La rivolta in carcere e la misura cautelare
Nel marzo del duemilaventi, durante la prima ondata della pandemia, scoppiavano violente rivolte in diversi istituti penitenziari italiani. In uno di questi episodi, Il Detenuto partecipava attivamente alla devastazione e all’incendio di una palazzina demaniale (cioè di proprietà dello Stato). Le telecamere di sorveglianza riprendevano l’uomo mentre rompeva i vetri e appiccava il fuoco insieme ad altri soggetti. Il Tribunale del Riesame ordinava la custodia cautelare in carcere per frenare la sua pericolosità. Il difensore del ricorrente proponeva ricorso in Cassazione, sostenendo che non vi fosse un reale pericolo di reiterazione del reato. Secondo la difesa, il reato era legato solo al momento eccezionale della pandemia, ormai superato, e il tempo trascorso escludeva la necessità del carcere.
Come si valuta il pericolo di reiterazione del reato
La Corte di Cassazione ha respinto la tesi della difesa e ha chiarito le regole per applicare le misure cautelari. Il pericolo di reiterazione del reato non richiede la certezza che il soggetto trovi subito una nuova occasione per delinquere. Il giudice deve invece compiere una valutazione prognostica (un giudizio di previsione sul futuro). Questa analisi deve basarsi sulla gravità dei fatti, sulle modalità della condotta e sulla personalità del soggetto. Più tempo passa dal fatto, più l’analisi del giudice deve essere approfondita. Tuttavia, il trascorrere del tempo non cancella automaticamente la pericolosità sociale se il soggetto mostra una spiccata propensione alla violenza. Nel caso specifico, la condotta violenta e prolungata per più giorni escludeva che si trattasse di una semplice reazione emotiva alla pandemia.

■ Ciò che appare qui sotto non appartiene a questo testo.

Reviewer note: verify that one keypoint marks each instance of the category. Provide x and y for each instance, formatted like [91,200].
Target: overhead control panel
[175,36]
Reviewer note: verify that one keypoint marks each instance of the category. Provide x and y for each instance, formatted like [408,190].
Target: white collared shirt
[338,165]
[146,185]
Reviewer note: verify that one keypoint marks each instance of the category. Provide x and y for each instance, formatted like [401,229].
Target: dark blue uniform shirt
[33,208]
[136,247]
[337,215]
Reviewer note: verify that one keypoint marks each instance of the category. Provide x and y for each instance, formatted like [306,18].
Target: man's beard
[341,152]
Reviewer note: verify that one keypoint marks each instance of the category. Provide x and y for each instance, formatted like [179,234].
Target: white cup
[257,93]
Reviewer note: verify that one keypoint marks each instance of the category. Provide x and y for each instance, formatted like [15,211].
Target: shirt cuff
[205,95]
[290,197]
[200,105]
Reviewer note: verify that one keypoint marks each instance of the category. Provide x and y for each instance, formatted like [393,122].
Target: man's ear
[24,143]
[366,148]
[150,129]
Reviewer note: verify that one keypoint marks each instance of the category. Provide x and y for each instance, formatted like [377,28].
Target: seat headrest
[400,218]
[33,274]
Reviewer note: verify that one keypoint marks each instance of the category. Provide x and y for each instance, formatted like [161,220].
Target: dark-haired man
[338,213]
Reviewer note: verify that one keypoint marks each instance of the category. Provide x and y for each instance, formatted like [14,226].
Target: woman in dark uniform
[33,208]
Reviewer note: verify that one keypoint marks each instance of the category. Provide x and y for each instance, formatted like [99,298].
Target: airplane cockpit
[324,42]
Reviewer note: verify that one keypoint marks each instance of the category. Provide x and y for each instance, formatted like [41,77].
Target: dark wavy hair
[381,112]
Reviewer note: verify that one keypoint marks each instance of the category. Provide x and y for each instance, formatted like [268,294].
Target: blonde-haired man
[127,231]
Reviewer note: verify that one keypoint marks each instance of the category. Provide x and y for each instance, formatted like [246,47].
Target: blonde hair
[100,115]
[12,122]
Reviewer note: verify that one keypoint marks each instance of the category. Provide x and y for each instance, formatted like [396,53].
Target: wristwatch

Cosa si intende per reati della stessa specie
Un altro punto centrale riguarda la definizione dei reati che il soggetto potrebbe commettere nuovamente. La legge stabilisce che la custodia in carcere si applica se vi è il rischio che la persona compia reati della stessa specie. La Cassazione ha precisato che questo concetto non si riferisce solo a reati identici. Rientrano in questa categoria tutti i reati che offendono lo stesso bene protetto dalla legge o che presentano modalità esecutive simili. Il Detenuto aveva già riportato condanne per rissa ed evasione. Questi precedenti penali dimostrano una costante inosservanza delle regole e una spiccata aggressività. Pertanto, il rischio di nuovi comportamenti violenti contro l’autorità e l’ordine pubblico rimaneva estremamente elevato e attuale.
Le motivazioni della Cassazione sul pericolo di reiterazione del reato
I giudici della Suprema Corte hanno fondato la loro decisione su motivazioni precise e rigorose. Il Tribunale ha valutato correttamente la gravità eccezionale della condotta del ricorrente, che ha svolto un ruolo di primo piano nella rivolta. La distruzione sistematica della struttura carceraria e l’incendio appiccato dimostrano una totale assenza di freni inibitori (la capacità di trattenere i propri impulsi negativi). Inoltre, i precedenti penali per evasione confermano il rifiuto assoluto di rispettare le prescrizioni dell’autorità. Questa combinazione di elementi rende impossibile fare affidamento sul rispetto spontaneo di misure meno severe, come gli arresti domiciliari. La custodia in carcere rappresenta quindi l’unica misura proporzionata e idonea a garantire la sicurezza pubblica.
Le conclusioni sul caso della rivolta in carcere
La decisione della Corte di Cassazione conferma la legittimità della custodia cautelare in carcere per Il Detenuto. Il ricorso della difesa è stato rigettato e il ricorrente è stato condannato al pagamento delle spese processuali. Questa sentenza stabilisce un principio fondamentale per la sicurezza collettiva. La fine dello stato di emergenza sanitaria non cancella la gravità delle azioni violente commesse durante la rivolta. Chi partecipa attivamente alla devastazione di un carcere, mostrando una personalità aggressiva e incline a violare la legge, deve rimanere in carcere se non offre garanzie di autocontrollo. La tutela dell’ordine pubblico prevale sul tempo trascorso dai fatti.
Quando si configura il pericolo di reiterazione del reato?
Questo pericolo si configura quando esiste il rischio concreto e attuale che un soggetto commetta nuovamente reati della stessa specie, valutando la sua personalità e la gravità dei fatti.
Cosa si intende per reati della stessa specie ai fini della custodia cautelare?
Si intendono non solo i reati identici, ma anche quelli che offendono lo stesso bene giuridico o che vengono commessi con modalità esecutive simili.
Il trascorrere del tempo esclude automaticamente la misura del carcere?
No, il tempo trascorso non esclude la misura se la gravità del fatto e i precedenti penali del soggetto dimostrano una persistente pericolosità sociale.